В горле у него захрипело. Он закашлялся и приложил платок к губам. Теркину показалось, что на платке красные пятна, но сам Аршаулов не заметил этого, сунул платок в наружный карман пальто и опять стал давить грудь обеими руками своим обычным жестом.
– Голубчик! Михаил Терентьич!
– остановил его Теркин.
– Вам ведь не весьма полезно так волноваться. Да и не о чем.
– Нет, позвольте!
– отстранил его одной рукой Аршаулов и порывисто подался вперед всем туловищем.
– Вот я прямо из нашего села, где Василий Иваныч родился и вырос, - добавил он в сторону Хрящева.
– Ежели в эмпиреях пребывать и на все смотреть с азиатским фатализмом, так надо плюнуть и удрать оттуда навеки: такая там до сей поры идет бестолочь, столько тупого, стадного принижения, кулачества, злобы, неосмысленности во всем, и в общинных делах, и в домашних, особливо между православными. Ан нет! Надо там оставаться... Ни за какую чечевичную похлебку не следует менять своей веры в народ и свой неблагодарный завет. Ни за какую!.. Так-то!
– Да что вы, голубчик, на моего мудреца так накинулись?
– заговорил веселее Теркин.
– Вы его совсем не знаете. Быть может, из нас троих Антон Пантелеич никому не уступит в жалости к мужику и в желании ему всякого благополучия.
– Опять вы меня не по заслугам хвалите, Василий Иваныч, - пустил жалобной нотой Хрящев и отвернулся.
– Не замайте!
– крикнул ему Теркин.
– Кто меня образумил на пожаре, вон там, когда я даже разревелся от сердца на мужичье, не показавшее усердия к тушению огня? Вы же! И самыми простыми словами... Мужик повсюду обижен лесом... Что ж мудреного, коли в нем нет рвения, даже и за рубль-целковый, к сохранению моих ли, компанейских ли маетностей?
– Еще бы!
– вырвалось у Аршаулова, и он ласковее взглянул на жирный затылок Хрящева.

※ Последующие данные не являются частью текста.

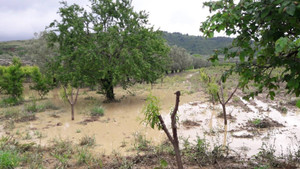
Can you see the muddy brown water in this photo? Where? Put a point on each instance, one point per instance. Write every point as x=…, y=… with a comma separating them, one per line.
x=114, y=131
x=122, y=120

– И выходит, - подхватил капитан, закуривая толстую папиросу в мундштуке, - Антон-то Пантелеич не токмо что из мшары вас высвободил, да еще мудрым словом утишил?
– Именно!
– вскричал, вскакивая обеими ногами, Теркин.
– И пожар пошел с той минуты на убыль, да и во мне все улеглось. Там же в лесу, около полудня, как бухнулся в траву, так и проспал до вечерней зари, точно коноплю продал.
– Коноплю продал!
– повторил со смехом капитан.
– Самая простецкая прибаутка - и какая верная!
– За Москвой в большом употреблении, - скромно подсказал Хрящев, - где этой коноплей нарочито займаются. Только нынче пришло и это в умаление. Нефть подкузьмила... Смазочные масла.
– Все знает!
– крикнул Теркин.
– Ну, господа, пора!.. Андрей Фомич!
– окликнул он капитана.
– Поглядите-ка, как на ваших часах?
Кузьмичев вынул часы, тряхнул своей курчавой
головой и сказал:
– И весьма!
Аршаулову Теркин помог подняться. Они все вчетвером сели в тарантас и по узковатой дороге шажком пустились к реке.
Там Теркин крикнул кучеру: "стой!" - и начал прощаться с Аршауловым и капитаном.
– А вы как же?
– спросил Кузьмичев.
– Я пешком добреду до перевоза. На пароме перееду. Антон Пантелеич проводит вас до Заводного. Ну, дорогой Михаил Терентьевич! в добрый путь!.. На пароходе не извольте храбриться. Как семь часов вечера - в каюту... Капитану я строго-настрого вменяю в обязанность иметь над нами надзор. И в Самаре не извольте умничать - противиься лекарям... Пейте бутылок по пяти кумысу в день - и благо вам будет.